Phase 00 — Mini-Build: feel the KV-cache win
This phase doesn't add a new mini_vllm module — it has you understand the three you already
have and measure the foundational result the whole course rests on.
Contents
- Part A — read the three pieces of "next-token prediction"
- Part B — the lab: O(N²) vs O(N)
- Definition of done
- Map to the real engine
Part A — read the three pieces of "next-token prediction"
Open and read (they're tiny):
mini_vllm/tokenizer.py—encode(str) -> list[int],decode(list[int]) -> str. Same interface as a real HF tokenizer.mini_vllm/model.py—ToyModel.forward(last_tokens, positions) -> logits. Batched, autoregressive, deterministic. (It ignores KV values — honest simplification noted in the file — because this course cares about KV memory management, not the toy's numerics.)mini_vllm/sampler.py—Sampler.sample(logits, params) -> token_id. Greedy at temperature 0.
Trace one LLMEngine.generate(["hi"]) call in your head: tokenize → loop step() → sample →
detokenize. Confirm it matches EngineCore.step from the deep-dive.
Part B — the lab: O(N²) vs O(N)
lab-01-kv-cache-speedup is the build. You implement a toy attention twice:
- No cache: every step recomputes K/V for all prior tokens → work grows with the prefix.
- Cached: K/V computed once, reused → constant work per step.
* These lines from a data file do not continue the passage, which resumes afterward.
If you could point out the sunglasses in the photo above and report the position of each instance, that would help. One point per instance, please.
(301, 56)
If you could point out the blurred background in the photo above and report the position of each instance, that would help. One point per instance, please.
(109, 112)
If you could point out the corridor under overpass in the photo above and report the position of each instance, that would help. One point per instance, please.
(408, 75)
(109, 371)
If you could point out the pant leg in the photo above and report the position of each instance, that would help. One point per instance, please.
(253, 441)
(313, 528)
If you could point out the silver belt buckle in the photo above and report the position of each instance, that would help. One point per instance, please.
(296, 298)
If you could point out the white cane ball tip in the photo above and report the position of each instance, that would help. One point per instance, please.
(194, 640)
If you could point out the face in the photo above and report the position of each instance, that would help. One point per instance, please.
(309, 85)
You'll count "K/V computations" and show the no-cache version does 1+2+...+N = O(N²) while the
cached version does O(N) — and that both produce the identical token sequence (caching is an
optimization, never a correctness change — the same invariant you'll prove for chunked prefill
and preemption in Phase 3).
lab-02-kv-memory-calculator has you write the kv_bytes_per_token formula and compute how many
concurrent sequences fit on a given GPU — the number that caps your serving capacity.
Definition of done
pytest phase-00-foundations/labs -q
Then answer in your notebook:
- What is the asymptotic work ratio (no-cache / cached) for generating N tokens? (≈ N/2.)
- For Llama-3-8B at 8k context on a 24 GB GPU (say 16 GB weights), roughly how many concurrent full-length sequences fit? (You'll compute it in lab-02 — the answer is "surprisingly few," which is the entire motivation for Phase 2.)
Map to the real engine
| your understanding | real vLLM |
|---|---|
| the no-cache vs cache experiment | why vllm.attention.layer.Attention caches K/V at all |
num_computed vs num_tokens | Request counters (request.py:239) |
| tokenize→loop→sample→detokenize | EngineCore.step (core.py:428) |
| kv_bytes_per_token formula | how get_kv_cache_configs sizes the block pool (Phase 2) |